Housing provides not only shelter but also access to a particular neighborhood. Spatial inequality by neighborhood is therefore one dimension of housing relevant to spatial justice. A concern with neighborhood differences and segregation lends itself to the analysis of distribution across territories. In one example, Joassart-Macelli and others (2007) compare different areas within the Los Angeles area and measure the degree to which the poor are spatially segregated.


Within urban areas, there is a long tradition of analysis of spatial inequality in relation to the pattern of urban growth. One example of an analysis of position is the consideration of sprawl by Dietzel and others (2005). The spatial pattern of Houston is traced over time to reveal periods when growth is more compact or dispersed.

Another paper on sprawl by Tsai (2005) considers spatial auto-correlation as means to compare the degree of sprawl across different metropolitan areas. Auto-correllation, or the clustering of similar data values at similar locations is also relevant to urban property values, as described in paper by Han (2005).


In recent decades, there has been a great deal of attention on the inter-related dynamics of urban decay and gentrification. The switching between urban decay and gentrification has been documented via the spatial pattern of properties with delinquent tax paymets, as in the work of Neil Smith. Analyzing the displacement of the poor is one potential focus of spatial justice research on gentrification.

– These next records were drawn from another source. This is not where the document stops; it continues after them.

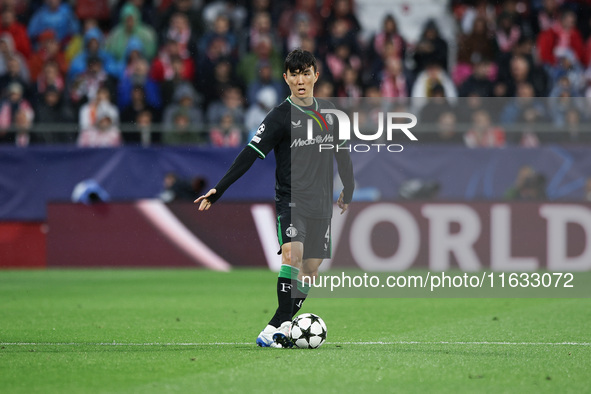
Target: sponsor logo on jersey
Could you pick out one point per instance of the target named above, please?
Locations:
(261, 129)
(329, 119)
(319, 139)
(291, 231)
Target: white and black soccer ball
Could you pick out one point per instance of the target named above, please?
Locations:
(308, 331)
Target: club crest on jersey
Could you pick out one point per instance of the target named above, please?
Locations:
(291, 231)
(329, 119)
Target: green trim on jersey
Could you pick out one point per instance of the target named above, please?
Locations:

The unequal distribution of crime throughout urban areas has been another focus of spatial analysis. Murray and others (2001) analyze the pattern of crime in an Australian city and demonstrate the usefulness of exploratory data analysis (ESDA) techniques.

Papers on crime have also gone on to consider the spatially varying relationships between crime and its causes. Malczewski and Poetz (2005) use geographically weighted regression (GWR) to show how the causes of crime vary from neighborhood to neighborhood. Spatially varying relationships are also relevant to the association between commuting times and social factors, as described by Lloyd and Shuttleworth (2005).